Hot seat: Brian Eno

Visiting Abu Dhabi last week with his Constellations (77 Million Paintings) exhibition, master of music Brian Eno spoke to Time Out about Arabic culture, digital art and whether U2 will eventually play in Dubai. Discuss this article

brian1
© ITP Images

So what’s your exhibition about?
What you’re seeing here on each of these screens is generated by a piece of software we wrote about two or three years ago. Basically, it permeates a bank of images that I’ve made over the last 20 or so years and overlays them, so the resulting picture is always a combination of different images. It’s called 77 Million Paintings because the number of possible combinations is just that.

When you say ‘images’, do you mean paintings, digital art or both?
Some of the geometrical ones were done on computer using Photo- Shop, but most were done before PhotoShop existed. The way this started, I would have shows where I had four or five projectors pointing at the same surface, creating an overlay of several images. And in order to do that, I had to make the slides. I did this by hand – I’d paint or scratch onto them, and they’re only small, but a lot of what you’re seeing is from that.

Is your time these days spent mainly on music or art?
Well, this year, for example, I’ve had 12 of these shows, but I also produced the Cold play album and I’ve just done the U2 record. I did an album with David Byrne, and I did the soundtrack for a film, Lovely Bones. I also did the soundtrack for a computer game called Spore. So I only say this – not to boast, but to answer your question – as it’s quite a range of things.

And this is your first time in the UAE?
It is. I’ve been to North Africa a lot, but that’s quite a different kettle of fish. Coming here today – I’ve only had a few hours to get an impression – but there’s an incredible opulence, utterly decadent in several ways.

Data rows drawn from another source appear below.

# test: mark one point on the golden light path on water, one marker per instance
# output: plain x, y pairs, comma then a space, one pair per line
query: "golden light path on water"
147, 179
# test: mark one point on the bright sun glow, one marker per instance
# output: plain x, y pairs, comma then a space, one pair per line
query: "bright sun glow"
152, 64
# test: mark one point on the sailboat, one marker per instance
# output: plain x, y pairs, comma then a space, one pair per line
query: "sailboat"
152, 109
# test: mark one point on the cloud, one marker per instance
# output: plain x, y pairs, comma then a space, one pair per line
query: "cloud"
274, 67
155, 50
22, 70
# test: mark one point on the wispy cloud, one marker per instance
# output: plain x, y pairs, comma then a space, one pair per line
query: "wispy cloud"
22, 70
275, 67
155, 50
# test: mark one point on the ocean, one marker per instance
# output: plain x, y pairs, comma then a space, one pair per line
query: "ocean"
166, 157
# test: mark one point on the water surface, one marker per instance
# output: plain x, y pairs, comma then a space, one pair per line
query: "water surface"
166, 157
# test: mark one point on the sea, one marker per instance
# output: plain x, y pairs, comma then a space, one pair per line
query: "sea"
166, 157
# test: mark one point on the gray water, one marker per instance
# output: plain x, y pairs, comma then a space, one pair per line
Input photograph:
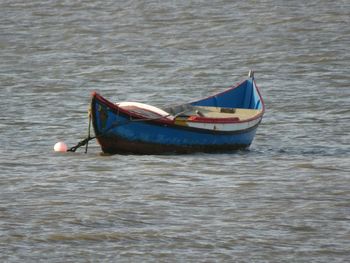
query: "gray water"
286, 199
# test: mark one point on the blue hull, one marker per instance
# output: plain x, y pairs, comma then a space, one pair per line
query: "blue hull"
118, 131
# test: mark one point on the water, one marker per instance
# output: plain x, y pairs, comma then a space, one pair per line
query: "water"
285, 200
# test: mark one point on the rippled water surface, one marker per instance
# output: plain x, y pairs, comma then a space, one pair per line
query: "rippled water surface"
286, 199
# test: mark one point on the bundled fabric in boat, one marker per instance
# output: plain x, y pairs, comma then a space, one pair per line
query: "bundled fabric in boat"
226, 121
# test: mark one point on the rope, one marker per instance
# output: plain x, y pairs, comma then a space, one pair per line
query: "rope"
115, 124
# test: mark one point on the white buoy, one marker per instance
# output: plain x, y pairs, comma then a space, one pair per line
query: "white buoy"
60, 147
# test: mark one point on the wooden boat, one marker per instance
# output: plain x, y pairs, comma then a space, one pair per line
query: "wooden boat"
223, 122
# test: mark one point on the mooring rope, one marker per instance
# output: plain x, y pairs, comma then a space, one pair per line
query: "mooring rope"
115, 124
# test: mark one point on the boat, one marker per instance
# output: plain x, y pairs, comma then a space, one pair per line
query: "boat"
223, 122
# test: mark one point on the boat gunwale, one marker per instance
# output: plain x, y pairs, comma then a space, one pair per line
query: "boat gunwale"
166, 120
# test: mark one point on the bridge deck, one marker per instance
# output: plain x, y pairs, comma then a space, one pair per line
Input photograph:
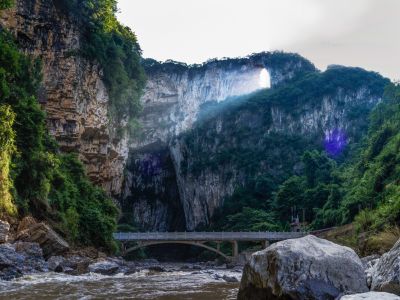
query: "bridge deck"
206, 236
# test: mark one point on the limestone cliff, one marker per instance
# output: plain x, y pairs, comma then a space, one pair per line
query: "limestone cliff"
73, 93
218, 141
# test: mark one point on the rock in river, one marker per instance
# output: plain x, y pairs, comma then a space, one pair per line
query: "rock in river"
47, 238
4, 229
104, 268
371, 296
304, 268
386, 272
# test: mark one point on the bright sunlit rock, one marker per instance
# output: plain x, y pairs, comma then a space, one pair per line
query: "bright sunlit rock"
265, 80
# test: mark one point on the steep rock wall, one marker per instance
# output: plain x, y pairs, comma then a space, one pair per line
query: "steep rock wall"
172, 100
73, 93
226, 152
227, 142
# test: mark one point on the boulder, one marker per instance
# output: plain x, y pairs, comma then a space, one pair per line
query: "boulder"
29, 249
104, 268
27, 260
371, 296
50, 242
386, 272
56, 264
25, 223
77, 265
4, 230
230, 279
304, 268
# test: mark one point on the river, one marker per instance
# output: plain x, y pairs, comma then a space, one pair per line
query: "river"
173, 285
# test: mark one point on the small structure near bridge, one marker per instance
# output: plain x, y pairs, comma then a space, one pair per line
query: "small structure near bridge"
144, 239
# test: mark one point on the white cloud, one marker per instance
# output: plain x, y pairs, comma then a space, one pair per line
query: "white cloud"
326, 31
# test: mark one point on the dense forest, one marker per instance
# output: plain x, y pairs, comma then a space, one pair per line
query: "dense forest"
35, 177
361, 186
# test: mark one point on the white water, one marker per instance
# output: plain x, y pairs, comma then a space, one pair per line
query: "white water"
145, 284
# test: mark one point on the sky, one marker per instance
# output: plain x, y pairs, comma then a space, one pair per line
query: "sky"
364, 33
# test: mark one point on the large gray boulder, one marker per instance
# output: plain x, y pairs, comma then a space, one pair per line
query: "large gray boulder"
47, 238
104, 268
304, 268
371, 296
4, 229
386, 272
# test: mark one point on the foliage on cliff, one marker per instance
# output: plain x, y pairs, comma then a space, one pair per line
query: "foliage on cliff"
116, 48
247, 146
365, 189
7, 149
4, 4
51, 186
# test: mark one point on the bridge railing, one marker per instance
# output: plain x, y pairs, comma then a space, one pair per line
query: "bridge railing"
206, 236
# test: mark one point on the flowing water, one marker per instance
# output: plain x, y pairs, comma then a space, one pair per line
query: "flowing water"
145, 284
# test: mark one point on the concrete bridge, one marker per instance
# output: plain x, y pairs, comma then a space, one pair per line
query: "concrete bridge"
200, 239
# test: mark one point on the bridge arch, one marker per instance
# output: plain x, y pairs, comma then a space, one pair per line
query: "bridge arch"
198, 244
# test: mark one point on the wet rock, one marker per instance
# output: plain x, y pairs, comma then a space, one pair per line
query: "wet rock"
196, 267
230, 279
157, 269
56, 263
370, 261
77, 265
371, 296
150, 261
50, 242
29, 249
386, 272
185, 268
27, 260
4, 230
130, 271
25, 223
104, 268
304, 268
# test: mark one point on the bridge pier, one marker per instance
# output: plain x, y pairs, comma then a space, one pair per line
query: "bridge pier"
235, 249
265, 244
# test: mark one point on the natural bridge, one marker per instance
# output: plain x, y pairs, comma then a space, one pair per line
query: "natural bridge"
201, 238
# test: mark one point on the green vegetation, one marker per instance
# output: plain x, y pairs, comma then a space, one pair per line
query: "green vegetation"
51, 186
7, 149
115, 47
263, 161
4, 4
364, 189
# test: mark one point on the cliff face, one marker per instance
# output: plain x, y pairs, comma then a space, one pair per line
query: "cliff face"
218, 142
73, 93
172, 100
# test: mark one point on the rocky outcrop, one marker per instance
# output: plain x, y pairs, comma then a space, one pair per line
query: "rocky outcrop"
4, 230
385, 274
73, 93
151, 193
194, 116
50, 242
305, 268
20, 259
104, 268
371, 296
173, 98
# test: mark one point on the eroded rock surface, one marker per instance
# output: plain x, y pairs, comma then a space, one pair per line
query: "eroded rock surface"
73, 93
371, 296
50, 242
4, 230
386, 272
305, 268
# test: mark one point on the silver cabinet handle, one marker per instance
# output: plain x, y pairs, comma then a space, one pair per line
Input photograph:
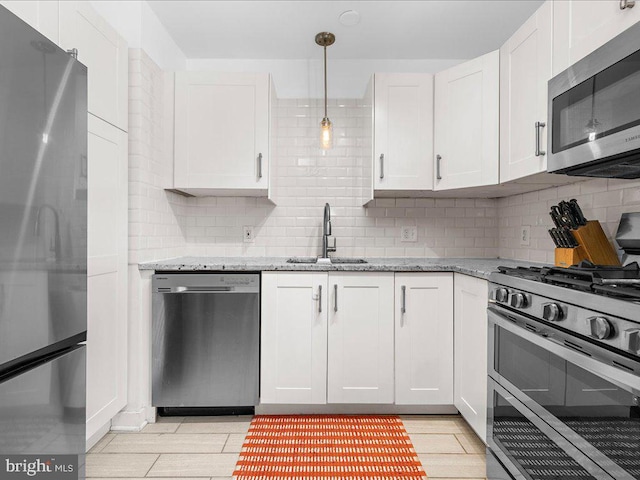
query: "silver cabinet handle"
539, 126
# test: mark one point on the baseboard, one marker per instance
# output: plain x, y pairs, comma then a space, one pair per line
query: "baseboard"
133, 421
95, 438
355, 409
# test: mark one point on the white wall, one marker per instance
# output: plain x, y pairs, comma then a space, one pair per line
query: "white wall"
304, 78
141, 28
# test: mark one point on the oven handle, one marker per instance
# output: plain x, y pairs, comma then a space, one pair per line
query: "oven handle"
545, 428
619, 377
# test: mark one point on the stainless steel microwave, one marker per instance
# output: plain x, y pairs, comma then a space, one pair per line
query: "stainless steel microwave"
594, 112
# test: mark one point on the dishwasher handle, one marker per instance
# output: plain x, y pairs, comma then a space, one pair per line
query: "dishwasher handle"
183, 289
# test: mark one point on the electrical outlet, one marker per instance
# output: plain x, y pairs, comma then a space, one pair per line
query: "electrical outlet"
247, 234
409, 234
525, 235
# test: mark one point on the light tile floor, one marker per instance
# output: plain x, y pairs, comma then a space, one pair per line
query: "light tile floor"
207, 448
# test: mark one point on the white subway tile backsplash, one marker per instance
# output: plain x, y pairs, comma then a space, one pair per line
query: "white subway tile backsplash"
600, 199
164, 224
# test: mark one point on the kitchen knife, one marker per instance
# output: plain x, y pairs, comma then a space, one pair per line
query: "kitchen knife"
572, 240
567, 213
561, 241
556, 215
578, 212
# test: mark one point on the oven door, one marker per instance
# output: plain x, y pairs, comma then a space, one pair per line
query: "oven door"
588, 402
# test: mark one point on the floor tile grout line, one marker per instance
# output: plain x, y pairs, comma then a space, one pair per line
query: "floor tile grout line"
151, 467
225, 442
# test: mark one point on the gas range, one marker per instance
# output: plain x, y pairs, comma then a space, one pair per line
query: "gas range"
600, 304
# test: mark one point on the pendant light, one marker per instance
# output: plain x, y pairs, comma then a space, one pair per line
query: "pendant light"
325, 39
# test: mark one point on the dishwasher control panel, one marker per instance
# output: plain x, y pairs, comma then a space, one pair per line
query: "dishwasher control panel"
206, 282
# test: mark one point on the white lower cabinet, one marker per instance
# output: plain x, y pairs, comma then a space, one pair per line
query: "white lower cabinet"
294, 338
341, 338
471, 330
107, 273
360, 350
424, 338
326, 338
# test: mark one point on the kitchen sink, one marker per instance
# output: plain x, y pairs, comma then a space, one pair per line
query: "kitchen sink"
348, 260
335, 260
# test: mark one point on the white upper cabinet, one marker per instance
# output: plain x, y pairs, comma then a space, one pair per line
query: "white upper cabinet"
471, 331
105, 54
424, 338
293, 347
581, 26
360, 351
403, 131
467, 124
222, 133
40, 14
525, 69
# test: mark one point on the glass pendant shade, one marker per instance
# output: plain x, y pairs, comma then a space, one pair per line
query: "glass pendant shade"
326, 134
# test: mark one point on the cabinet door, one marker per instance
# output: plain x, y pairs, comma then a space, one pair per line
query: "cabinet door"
107, 273
424, 338
525, 69
222, 133
360, 367
467, 124
104, 53
470, 327
403, 123
40, 14
293, 367
581, 26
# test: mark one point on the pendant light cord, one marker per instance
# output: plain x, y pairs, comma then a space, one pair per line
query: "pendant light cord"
325, 82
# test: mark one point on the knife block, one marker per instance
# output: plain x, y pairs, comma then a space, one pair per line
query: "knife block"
565, 257
593, 246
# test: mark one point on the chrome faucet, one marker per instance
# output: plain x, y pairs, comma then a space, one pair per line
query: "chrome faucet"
54, 247
326, 232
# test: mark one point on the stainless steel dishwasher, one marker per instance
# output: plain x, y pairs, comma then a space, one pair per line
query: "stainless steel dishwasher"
205, 348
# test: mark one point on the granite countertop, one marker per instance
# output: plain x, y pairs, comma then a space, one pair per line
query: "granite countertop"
477, 267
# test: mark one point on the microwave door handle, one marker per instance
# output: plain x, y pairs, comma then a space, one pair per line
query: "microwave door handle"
616, 376
539, 126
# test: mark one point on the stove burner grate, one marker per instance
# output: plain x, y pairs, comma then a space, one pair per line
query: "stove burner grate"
619, 282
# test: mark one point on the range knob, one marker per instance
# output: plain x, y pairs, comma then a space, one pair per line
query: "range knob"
552, 312
502, 294
632, 340
601, 328
518, 300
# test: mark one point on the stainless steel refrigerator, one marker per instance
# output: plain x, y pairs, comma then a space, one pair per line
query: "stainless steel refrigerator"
43, 248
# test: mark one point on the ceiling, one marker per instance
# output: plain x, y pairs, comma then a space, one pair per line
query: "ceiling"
265, 29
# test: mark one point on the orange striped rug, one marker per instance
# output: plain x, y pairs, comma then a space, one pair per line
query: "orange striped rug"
328, 447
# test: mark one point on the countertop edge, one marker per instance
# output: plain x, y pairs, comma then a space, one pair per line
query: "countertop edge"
476, 267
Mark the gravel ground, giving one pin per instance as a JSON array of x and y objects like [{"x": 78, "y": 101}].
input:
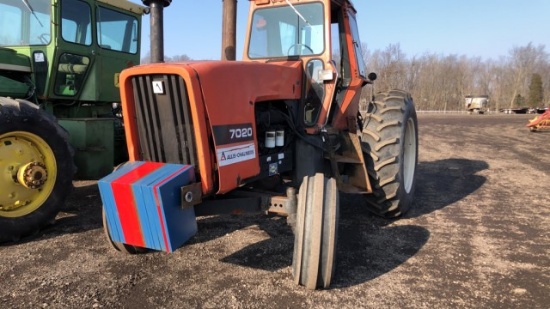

What do you think of Arabic art and culture? Have you ever experimented with Arabic instruments, for example?
Well, we tried to. We did some of the new U2 album in Morocco, in Fez, and we recorded a lot of oud players. But it just sounded like a sprinkling of something, and a little artificial. What did remain with us, though, was the structure and approach to Arabic music. With a lot of Western music, you have the verse, the chorus, the middle eight… those structures are great, they’ve served pop music very well, but they’re not exciting. There’s one song on this record, for example, that has this very odd rhythm that could have only been borne out of the Arab world. It’s totally electronic, so it doesn’t sound ethnic in any way, but it gives you this ‘sitting on a camel’ movement. And the track has an unusual number of bars to the verse, about 20 I think, and again it throws you off the normal rotation of things. But it’s an amazing record, I have to say, and I think their best ever.

What do you think of Abu Dhabi building itself into an art hub, with the opening of the Louvre and the Guggenheim and also staging big-name concerts by Western artists?
I completely applaud them for opening up like that, but I also hope they realise they are sitting on one of the richest cultures the earth ever produced. It’s always a problem – a worry even – when people get excited about attracting Western artists; they may forget that they do actually have a very strong cultural position themselves.

Speaking of Western artists, a rumour comes around every month that U2 are playing in Dubai.Has Bono said anything?
[Laughs] He hasn’t, no. But Chris Martin from Cold play keeps telling me he wants their next album to be made in Damascus. He says Damascus is the key. I don’t know why.